Tuesday, April 7th, 2026.
Welcome to Quests Daily | Your Compass for the Day in Travel.
The Lead Story: MakeMyTrip Under Scrutiny

MakeMyTrip is facing fresh scrutiny after activist short seller Morpheus Research alleged the OTA continues anti-competitive hotel pricing practices and is subject to an undisclosed CCI investigation. The claims follow the Competition Commission of India’s 2022 order fining MakeMyTrip and directing changes to its market conduct.
For operators, this reopens a core structural question: who controls hotel pricing, visibility, and demand flow in India’s OTA ecosystem? If the allegations gain traction, hotel groups may revisit parity enforcement, marketplace dependency, and channel concentration risk. Distribution teams should watch for any shift in contracting language, ranking mechanics, or regulator commentary. For OTAs and travel tech players, this is less a stock story than a signal that platform power, merchant leverage, and supplier trust are back under the microscope.
The Briefing:
FLY91 adds three domestic routes: Regional carrier FLY91 launched services to Rajahmundry, Vijayawada, and Hubballi, expanding Tier-2 India connectivity.
EASA warns tighter flight corridors are raising safety risks: The European regulator said conflict-driven airspace closures are concentrating traffic and increasing operational safety concerns.
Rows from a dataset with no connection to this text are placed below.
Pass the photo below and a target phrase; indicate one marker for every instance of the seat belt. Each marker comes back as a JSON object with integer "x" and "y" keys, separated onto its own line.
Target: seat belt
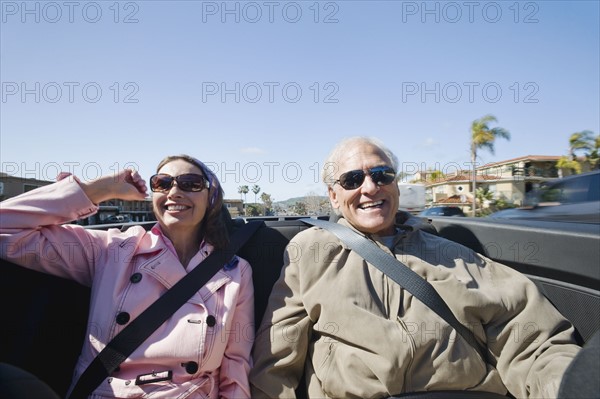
{"x": 125, "y": 342}
{"x": 401, "y": 274}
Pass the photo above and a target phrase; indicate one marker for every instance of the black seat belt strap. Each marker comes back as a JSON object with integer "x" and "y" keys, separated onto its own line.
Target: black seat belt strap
{"x": 401, "y": 274}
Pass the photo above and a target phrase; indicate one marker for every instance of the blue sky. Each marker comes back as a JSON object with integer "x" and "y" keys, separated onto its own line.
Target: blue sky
{"x": 261, "y": 91}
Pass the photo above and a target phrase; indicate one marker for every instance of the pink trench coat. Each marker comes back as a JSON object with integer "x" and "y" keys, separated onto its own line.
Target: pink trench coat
{"x": 206, "y": 344}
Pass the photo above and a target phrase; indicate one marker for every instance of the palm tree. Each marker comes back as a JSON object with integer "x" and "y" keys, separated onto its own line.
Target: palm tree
{"x": 482, "y": 136}
{"x": 580, "y": 141}
{"x": 255, "y": 190}
{"x": 243, "y": 190}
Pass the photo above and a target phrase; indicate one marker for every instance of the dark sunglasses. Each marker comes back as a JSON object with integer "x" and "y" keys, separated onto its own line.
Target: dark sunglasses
{"x": 381, "y": 175}
{"x": 189, "y": 182}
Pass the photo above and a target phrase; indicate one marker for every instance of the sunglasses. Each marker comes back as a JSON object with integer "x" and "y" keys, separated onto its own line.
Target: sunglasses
{"x": 189, "y": 182}
{"x": 381, "y": 175}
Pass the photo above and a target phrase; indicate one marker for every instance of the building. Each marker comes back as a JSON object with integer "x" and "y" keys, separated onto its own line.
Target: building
{"x": 508, "y": 180}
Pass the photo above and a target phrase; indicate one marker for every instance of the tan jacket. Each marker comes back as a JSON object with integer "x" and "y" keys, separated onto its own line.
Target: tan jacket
{"x": 358, "y": 334}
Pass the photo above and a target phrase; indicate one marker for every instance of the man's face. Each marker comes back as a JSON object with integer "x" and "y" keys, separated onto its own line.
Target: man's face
{"x": 370, "y": 208}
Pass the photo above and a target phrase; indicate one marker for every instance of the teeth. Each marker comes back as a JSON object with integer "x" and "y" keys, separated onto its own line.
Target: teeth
{"x": 371, "y": 204}
{"x": 176, "y": 207}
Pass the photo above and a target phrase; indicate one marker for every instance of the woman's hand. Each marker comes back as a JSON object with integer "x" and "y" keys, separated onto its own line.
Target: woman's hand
{"x": 125, "y": 185}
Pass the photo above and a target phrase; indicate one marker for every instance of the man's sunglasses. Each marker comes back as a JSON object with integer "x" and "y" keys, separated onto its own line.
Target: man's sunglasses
{"x": 189, "y": 182}
{"x": 381, "y": 175}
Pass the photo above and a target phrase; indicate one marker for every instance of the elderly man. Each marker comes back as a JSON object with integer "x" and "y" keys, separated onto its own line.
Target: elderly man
{"x": 352, "y": 332}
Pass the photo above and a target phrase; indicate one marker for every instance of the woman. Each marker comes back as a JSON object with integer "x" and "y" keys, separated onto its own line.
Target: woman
{"x": 203, "y": 350}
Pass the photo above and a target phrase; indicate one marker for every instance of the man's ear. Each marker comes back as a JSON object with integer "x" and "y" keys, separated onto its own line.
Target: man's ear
{"x": 333, "y": 198}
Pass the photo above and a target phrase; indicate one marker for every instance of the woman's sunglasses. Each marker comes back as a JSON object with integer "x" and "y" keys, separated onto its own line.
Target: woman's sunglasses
{"x": 189, "y": 182}
{"x": 381, "y": 175}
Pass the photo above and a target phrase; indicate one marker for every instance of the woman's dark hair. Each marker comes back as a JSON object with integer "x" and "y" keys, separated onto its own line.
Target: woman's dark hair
{"x": 213, "y": 227}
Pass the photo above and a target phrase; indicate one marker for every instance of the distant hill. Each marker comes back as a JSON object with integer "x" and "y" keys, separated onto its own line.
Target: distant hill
{"x": 291, "y": 201}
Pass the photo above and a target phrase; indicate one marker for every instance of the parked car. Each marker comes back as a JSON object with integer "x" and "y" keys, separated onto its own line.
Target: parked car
{"x": 117, "y": 219}
{"x": 443, "y": 211}
{"x": 570, "y": 199}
India says ATF supply is secure for 60 days: Civil Aviation Minister Kinjarapu Rammohan Naidu said India has uninterrupted aviation turbine fuel supplies for the next 60 days despite West Asia tensions.
Visual- Stat of the Day:

Takeaway: The key signal is that Indian hotels still have room to grow without sacrificing rate. ICRA’s FY26 outlook points to a healthy mix of revenue growth, high occupancy, and rising room rates at the same time. With demand in premium hotels still outpacing supply growth across major cities, the sector is holding on to pricing discipline. For operators, this is less about recovery and more about a market that still supports ADR protection.
AI in Travel:
Case: Corporate travel tools are moving from simple chatbots to copilots that can predict disruptions, flag visa issues early, personalise itineraries, and trigger rebookings before a traveller is affected.
Risk: The biggest challenge is governance. Travel managers are worried about security, compliance, duty of care, and the “trust gap” that comes when automation acts without enough human oversight.
Action operators should test: Start with one bounded workflow such as disruption monitoring or policy-exception review, where AI can assist decision-making but a human still approves the final action.
Term of the Day: Booking Curve Compression
The shortening of time between search, booking, and travel, usually caused by fare volatility, uncertainty, or last-minute inventory releases.
Used when: forecasting airline demand, OTA conversion shifts, or hotel same-week pickup patterns.